10min 44s | English | WATCH WITH SUBTITLES IN OTHER LANGUAGES →
THEMES IN THIS STORY
Stolen Generation
God’s help
Love and Forgiveness
Healing
Dispossession, discrimination
KEY QUOTES from this story:
We would go down in our grief, down to the creek, away from everybody. And wail and sing, songs of our people. Wailing the loss of everything: family, land, language...
…it was like all hell broke loose. Police came riding in. All the men were away on ceremony, they just rounded us up.
…one missionary lady, Miss Amery. She made us welcome, but she didn't make Mother welcome. She would turn Mother away. I didn't find out until many years later that she had to walk with her grief In the darkness about ten miles away
It was a very terrifying night. To be stuck in four walls… to be in beds off the ground.

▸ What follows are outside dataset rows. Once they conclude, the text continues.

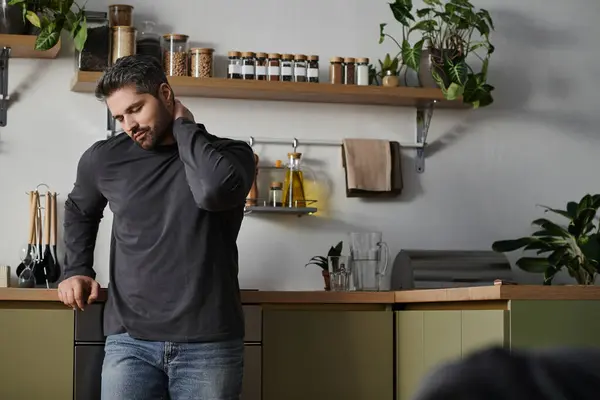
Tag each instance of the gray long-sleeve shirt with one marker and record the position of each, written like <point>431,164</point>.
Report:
<point>177,214</point>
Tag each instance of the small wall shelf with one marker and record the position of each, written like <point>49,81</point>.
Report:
<point>289,91</point>
<point>23,46</point>
<point>299,211</point>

Everything was strange. Why did this strange woman have to care for us, when we had our own mother?
We'd never seen a train in our lives before and we thought it was the devil himself… But that was God's way of protecting us. I believe that we would have perished. We would never have found our way home.
Psalm 121. I will lift up mine eyes unto the hills, where does my help come? My help comes from the Lord, who made heaven and earth.
I was bawling my eyes out and then God came to me. Psalm 121. I never slumber nor sleep. He says, "I'll watch over Israel, I'll watch over you!" So you can understand why I love the Lord so much.
…on Easter Sunday when I was 11 years of age, I gave my heart to the Lord, when I said, "Come into my heart, Lord Jesus”
The people… they didn't want black kids at school with their kids, so. The government gave us a one teacher school and she was a very lovely lady and we had a beautiful choir.
We were expected to be maids, and boys were expected to be stockmen.
The Aborigines Advancement League told the people of South Australia our story. Aboriginal people and white people working together for reconciliation. To be given the same opportunity as every other child that left school.
I decided I wouldn't go in the first enclave. So I went to Bible College instead. Because I wanted to know that my heart was right before God, that I would treat treat people without any discrimination.
I decided I would go, apply to the Royal Adelaide. So I was a registered nurse. And then I became a midwife
I met Bengt... And then we got married and then we went to Sweden in 1961. So that was another lifestyle. Learning of another language again.
We went up to Mimili. And of course there was so much wailing. 32 years. My mother thought I was dead.
This old man said, "I never thought I would live to see the day when a white man would say they were truly sorry and weep for what had happened and for our dispossession.
There's power in forgiveness. There's healing in forgiveness. Not only for people, but for the land.
I found Jesus when I was young. I think that was the most important decision I ever made in my life. And I learned how to forgive, because, He'd (Jesus) shown us that, hadn't he?
It's not just religious words. It's the reality of my experience.